Injuries sidelined these two a combined 11 games the following year. Injuries and low production diminished other older TEs' fantasy rankings, too. In all, only three of these 12 aged TEs these past four years (25%) have outperformed ADP expectations. Most of them were notable names--guys who were once top-10 or even top-5 fantasy tight ends, and the market believed they still had at least one good year left. But in most cases, the wheels came off.
This summer, as subscribers know, I've ranked the 32-year-old Travis Kelce 18 spots below his overall ADP. The 31-year-old Zach Ertz is 80 spots below his ADP. And even after Rob Gronkowski announced his retirement--before the Bucs signed the 32-year-old Kyle Rudolph--I was urging caution about the hype surrounding the 31-year-old Cameron Brate.

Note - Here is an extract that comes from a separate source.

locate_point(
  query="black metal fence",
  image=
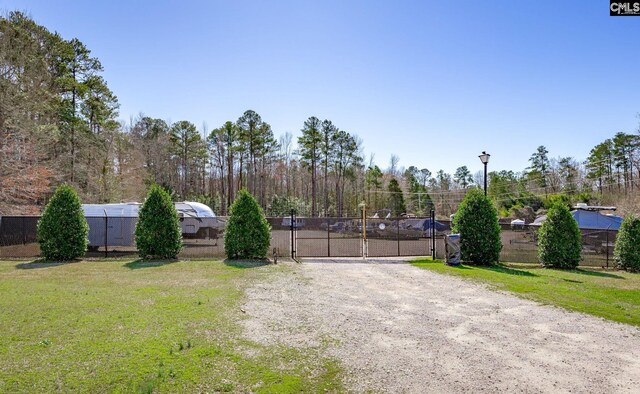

Calling someone like Kelce overvalued is an easy way to turn people off, especially if you have him in dynasty, or if you're dead-set on drafting him in the second round of a PPR league. And I get it: for years he's been as reliably elite as any TE in history. While not in the same category, Olsen was the preseason TE3 for three straight summers, the last coming in 2017 when he was 32 years old. He'd put together three straight 1,000-yard campaigns and hadn't missed a game in over five seasons. Then it all fell apart in 2017, and the interesting thing is, the market still believed in him in 2018, ranking him as the TE5. He played barely half of that season.
If the market can ignore Olsen's age and durability concerns and keep him in the top 5 at age 33, then it's easy to understand why Kelce is the consensus TE1 this summer, and why he'll probably be top 3 next summer regardless of what he does this year. He's a huge name. A legend. The market sees last year's modest dip as a hiccup, not the start of a new trend line. He's still the best.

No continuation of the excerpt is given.